Many have postulated on a program that can take the machine code of a binary program and automatically translate it to C. I am not talking about elegant C, with proper indentation and control loop structures. I mean C that looks like it was directly translated from ASM, GOTO statements and all. When you start reverse engineering i386 code and extracting algorithms from it, you very quickly notice the tight ASM-C relationship. It’s no wonder that C is sometimes referred to as “portable assembly language”. ASM constructs map quite cleanly into the C language (or is it the other way around?).
Based on that, why can’t we write a program that automatically converts those low-level ASM instructions into a series of C statements? Then it could be compiled for any CPU architecture. Personally, I have traditionally been opposed to this idea, simply on the grounds that one of my overriding goals is actually understanding the underlying technology that I am reverse engineering.

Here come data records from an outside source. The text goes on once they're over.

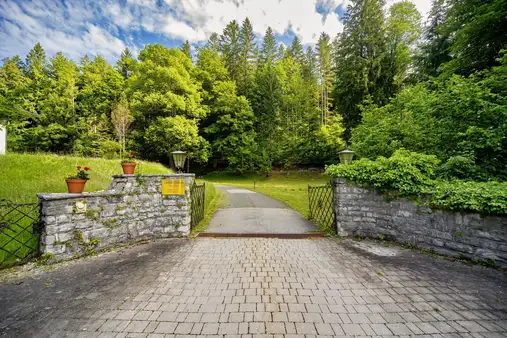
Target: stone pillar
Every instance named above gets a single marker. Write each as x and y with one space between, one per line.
133 208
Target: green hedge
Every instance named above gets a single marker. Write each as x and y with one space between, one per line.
412 174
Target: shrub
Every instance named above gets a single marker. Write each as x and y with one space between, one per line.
412 174
482 197
406 172
460 167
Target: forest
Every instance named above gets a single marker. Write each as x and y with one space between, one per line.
389 81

However, I also realize that intelligence-gathering is an essential component of reverse engineering activity. To that end, this type of program could be another tool in the RE toolbox, another way to look at the problem. I would call this approach brute-force reverse engineering since it might– just might– be workable, but not elegant by any stretch of the imagination. Let’s call this hypothetical program “BFRE”.
Let’s talk hard, technical details. A computer program expressed in assembly language consists of a series of simple operations. These operations basically include:
- load operations from memory into CPU registers
- store operations from CPU registers back into memory
- arithmetic operations on data sitting in either memory or CPU registers
- conditional or unconditional program execution branches
As usual, there are some very difficult problems. Otherwise, there would already be a generalized solution. First and foremost is the dreaded case-switch construct. I will explain briefly for the uninitiated: In academic computer science parlance, automatically reverse engineering case-switch constructs has been proven to be an NP-complete problem due to the fact that a program can not look at another program and differentiate between code and data. In terms of bits and bytes, case-switch constructs usually compile down to dynamic branches where an address is loaded into a register at run-time and a “jump [register]” instruction is executed. If you are looking at a static disassembly of a program, it is very difficult to figure out where the program will land.
So that is one problem that can easily trip up our BFRE program. One solution is to feed intelligence into the BFRE program about jump targets observed in execution.
Some aspiring reverse engineers with whom I have corresponded dream of writing an automated RE program that can digest an entire binary file at once, spitting out C-like code to represent the whole thing. I like to start small since the problems at hand are already hard enough. To that end, I prefer to focus on individual functions. Using some other custom tools as well as human intelligence, it is possible to discern the boundaries of the relevant functions. Feed each of these into the BFRE machine in order to ease development pain and focus efforts in the final RE process.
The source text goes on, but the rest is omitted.